The Tories hope they can lie their way back into Downing Street.
In a further acceleration of the general election campaign, the Conservatives launched a poster for the new year urging voters, “Let’s stay on the road to a stronger economy.”
The poster won’t impress the vast majority of people who know their living standards have been falling for years and show no sign of improving.
The average wage is now worth £50 a week less than when the Tories took office. Even the Office for Budgetary Responsibility forecast showed growth weakening before the majority of workers have seen any benefits from the recovery.
The Tories are preparing further attacks. Work and pensions secretary Iain Duncan Smith wants to accelerate benefit “reforms” before the election to stop Labour reversing them if the Tories are chucked out.
He said there would be a “step change” in the roll-out of Universal Credit (UC). In truth, it’s unlikely that Labour has any plans to overturn benefit cuts.
Labour shadow chancellor Ed Balls faced Tory criticism that a Labour government would spend billions extra. He emphasised on Monday that he would not commit to reversing the public sector pay freeze or scrapping council cuts in the first year after the election.
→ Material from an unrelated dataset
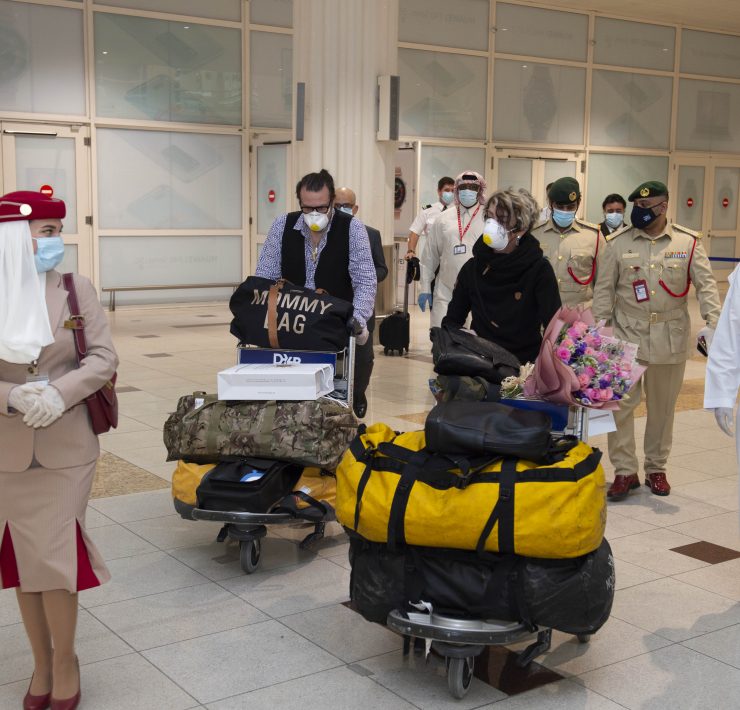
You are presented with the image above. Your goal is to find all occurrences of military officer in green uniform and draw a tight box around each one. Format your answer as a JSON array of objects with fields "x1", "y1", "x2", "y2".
[
  {"x1": 592, "y1": 180, "x2": 721, "y2": 499},
  {"x1": 531, "y1": 177, "x2": 604, "y2": 308}
]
He even rejected topping up NHS pay by the paltry 1 percent recommended by the review body.
He thereby turned his back on the health workers who will strike in January and February over pay.
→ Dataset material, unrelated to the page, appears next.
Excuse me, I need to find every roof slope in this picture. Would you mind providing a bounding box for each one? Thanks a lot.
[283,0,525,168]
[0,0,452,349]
Last weekend Douglas Alexander, the chair of Labour’s general election strategy, sought to give a left-wing gloss to the party.
He knows that the only way to mobilise supporters is to suggest there will be a real difference if Labour wins.
Alexander said Labour will be “freezing energy bills until 2017”, “putting our young people back to work” and “scrapping the bedroom tax”.
But his list also includes “paying down the deficit”, “cutting business rates” and “controlling immigration fairly”.
At every stage from now to 7 May, Labour will offer only the most meagre reforms, and no fundamental break from austerity.
We need a left alternative.
Vote for socialists in May
There will be left candidates in May’s elections.
More than 30 general election candidates have already been agreed by the Trade Unionist and Socialist Coalition (TUSC).
They include Socialist Worker supporters Anne Lemon in Bristol North West, Jenny Sutton in Tottenham, Angela McCormick in Glasgow North, Jon Woods in Portsmouth North and Dave Gibson in Barnsley Central.
The Scottish Socialist Party has also announced it is standing candidates after the SNP refused its offer of a Yes Alliance for May’s elections. Left Unity is also set to stand around 15 candidates across Britain.
Socialist Worker believes there needs to be a much more united left in Britain.
A joint election challenge can be part of building it and attracting the many thousands of people who are presently in no party but want a credible challenge to the main parties from the left.
It’s therefore welcome that TUSC in Scotland and the SSP are seeking agreement about avoiding clashes between them, and in some areas joint Left Unity/TUSC candidates have been selected.
It will not be easy to win big votes for left of Labour candidates. There will be heavy pressure on people to vote Labour to beat the Tories and keep out Ukip.
But it is very important to put forward a real socialist voice at the elections and to prepare for the struggles that will come whoever wins in May.
And vibrant campaigns, drawing in the broadest possible forces, can win respectable votes.